The CSEA Employee Benefit Fund
provides vision and dental benefits at no cost to employees who
meet the eligibility requirements for participation in the New
York State Health Insurance Program. These benefits are
available to you and your eligible dependents whether you enroll
for individual or family coverage in the Health Insurance
Program or decline to participate. Coverage under the CSEA
Employee Benefit Fund is not automatic; you must first enroll
yourself and your dependents.
Detailed information about eligibility requirements for you and
your dependents, covered benefits, and instructions on how to
use your plans may be found at the
Employee Benefit Fund.
Briefly, the plans offer the following benefits:
CSEA Dental Plan
One Lear Jet Lane
Latham, NY 12110
Eligible members and dependents are entitled to one
comprehensive dental examination and cleaning every 6 months.
Other services may be covered in full if performed by a
participating provider. If you choose to use a non-participating
provider, you will be eligible for a partial reimbursement.
Details are available at the Employee Benefit Fund website.
Dependent children who are age 19 or older, but under age 25,
are eligible if they are full-time students. Student
verification will be required.
Dental Claim Form
PO Box 1525
Latham, NY 12110
Eligible members and dependents over the age of 19 are entitled
to vision services once every two years (24 months from the
last month of benefits received). Dependent children who are age
19 or older, but under age 25, are eligible if they are
full-time students. Student verification will be required.
Dependent children up to the age of 19 are entitled to vision
services every year (12 months). When using a network of
participating providers, the benefit includes an eye exam and
one pair of glasses without co-payment (from a select frame
assortment) or plan-covered contact lenses. A $25 allowance
toward non-plan contact lenses (specialty contact lenses, i.e.

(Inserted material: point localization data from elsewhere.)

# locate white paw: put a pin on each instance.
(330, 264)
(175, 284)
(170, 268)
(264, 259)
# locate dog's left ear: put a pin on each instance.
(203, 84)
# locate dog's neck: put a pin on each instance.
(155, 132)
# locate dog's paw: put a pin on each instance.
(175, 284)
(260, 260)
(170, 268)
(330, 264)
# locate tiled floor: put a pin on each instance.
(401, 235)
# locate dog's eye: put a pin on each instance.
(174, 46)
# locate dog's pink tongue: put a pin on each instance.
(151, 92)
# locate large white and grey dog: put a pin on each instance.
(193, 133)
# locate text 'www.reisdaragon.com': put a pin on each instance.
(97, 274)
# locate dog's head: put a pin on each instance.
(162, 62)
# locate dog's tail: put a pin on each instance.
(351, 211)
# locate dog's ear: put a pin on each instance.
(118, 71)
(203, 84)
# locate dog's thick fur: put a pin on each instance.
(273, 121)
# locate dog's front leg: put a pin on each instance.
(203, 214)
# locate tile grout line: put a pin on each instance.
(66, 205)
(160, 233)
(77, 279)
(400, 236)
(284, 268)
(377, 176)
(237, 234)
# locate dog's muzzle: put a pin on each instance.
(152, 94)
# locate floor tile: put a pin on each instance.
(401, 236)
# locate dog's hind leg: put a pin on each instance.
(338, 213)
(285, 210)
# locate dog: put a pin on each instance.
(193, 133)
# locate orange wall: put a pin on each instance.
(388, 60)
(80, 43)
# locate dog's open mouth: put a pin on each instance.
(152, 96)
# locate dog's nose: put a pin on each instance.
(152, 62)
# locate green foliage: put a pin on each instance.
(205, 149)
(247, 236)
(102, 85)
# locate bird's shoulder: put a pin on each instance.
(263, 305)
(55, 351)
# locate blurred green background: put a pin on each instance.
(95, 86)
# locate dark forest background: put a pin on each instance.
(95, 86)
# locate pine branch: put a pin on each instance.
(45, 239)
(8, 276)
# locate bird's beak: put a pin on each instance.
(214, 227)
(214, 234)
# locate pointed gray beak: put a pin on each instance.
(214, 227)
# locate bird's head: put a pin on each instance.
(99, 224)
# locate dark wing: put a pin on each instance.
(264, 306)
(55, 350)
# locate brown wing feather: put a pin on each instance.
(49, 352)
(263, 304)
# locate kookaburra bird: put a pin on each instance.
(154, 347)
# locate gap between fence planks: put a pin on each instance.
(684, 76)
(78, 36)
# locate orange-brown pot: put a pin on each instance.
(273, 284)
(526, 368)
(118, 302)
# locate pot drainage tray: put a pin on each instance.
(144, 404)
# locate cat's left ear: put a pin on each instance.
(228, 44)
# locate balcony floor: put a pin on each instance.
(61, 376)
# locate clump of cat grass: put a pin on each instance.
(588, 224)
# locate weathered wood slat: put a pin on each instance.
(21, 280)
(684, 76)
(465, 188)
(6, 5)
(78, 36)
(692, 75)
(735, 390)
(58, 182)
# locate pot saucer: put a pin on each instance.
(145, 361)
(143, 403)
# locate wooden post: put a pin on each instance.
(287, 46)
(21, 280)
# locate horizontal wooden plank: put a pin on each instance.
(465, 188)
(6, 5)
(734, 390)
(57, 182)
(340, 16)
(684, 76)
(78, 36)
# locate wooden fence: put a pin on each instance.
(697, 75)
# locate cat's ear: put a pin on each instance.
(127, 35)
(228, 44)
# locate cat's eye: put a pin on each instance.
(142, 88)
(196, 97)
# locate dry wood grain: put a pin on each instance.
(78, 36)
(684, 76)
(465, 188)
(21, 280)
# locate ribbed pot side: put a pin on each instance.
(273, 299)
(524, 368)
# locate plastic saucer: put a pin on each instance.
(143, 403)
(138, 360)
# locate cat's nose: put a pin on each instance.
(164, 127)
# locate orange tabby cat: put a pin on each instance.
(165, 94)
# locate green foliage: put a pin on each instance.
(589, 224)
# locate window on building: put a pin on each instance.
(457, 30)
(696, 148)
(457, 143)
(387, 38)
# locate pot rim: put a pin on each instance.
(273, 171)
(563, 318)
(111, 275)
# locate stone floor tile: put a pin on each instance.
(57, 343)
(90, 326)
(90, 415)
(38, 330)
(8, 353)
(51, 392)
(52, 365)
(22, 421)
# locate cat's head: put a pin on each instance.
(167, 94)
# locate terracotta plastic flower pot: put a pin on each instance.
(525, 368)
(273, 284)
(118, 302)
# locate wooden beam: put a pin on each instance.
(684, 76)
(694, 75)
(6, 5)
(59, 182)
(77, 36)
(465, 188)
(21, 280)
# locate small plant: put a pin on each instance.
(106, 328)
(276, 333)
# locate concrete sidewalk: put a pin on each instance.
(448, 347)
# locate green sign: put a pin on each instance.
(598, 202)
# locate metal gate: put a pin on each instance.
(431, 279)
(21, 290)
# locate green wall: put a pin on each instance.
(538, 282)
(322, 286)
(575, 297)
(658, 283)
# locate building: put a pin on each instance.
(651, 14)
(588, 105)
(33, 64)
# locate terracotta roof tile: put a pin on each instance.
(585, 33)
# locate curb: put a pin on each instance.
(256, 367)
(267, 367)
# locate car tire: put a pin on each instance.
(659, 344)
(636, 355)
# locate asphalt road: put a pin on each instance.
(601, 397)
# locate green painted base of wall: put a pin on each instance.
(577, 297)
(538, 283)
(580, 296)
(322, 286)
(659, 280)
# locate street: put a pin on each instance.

colored, toric, gas permeable, etc., are not covered in full). A
list of participating providers is available from Davis Vision.
If you choose to use a non-participating provider, you will be
eligible for a partial reimbursement towards the cost of your
exams, glasses, frames or contact lenses.
Davis Vision Form
HOW DO I ENROLL?
You will be eligible for coverage as soon as you complete a
28-day waiting period. To enroll, complete the CSEA Enrollment
Card provided by the CSEA Employee Benefit Fund. The CSEA
Enrollment Card is in your orientation packet and should be
returned to the Employee Benefits Office, Cleveland Hall 410.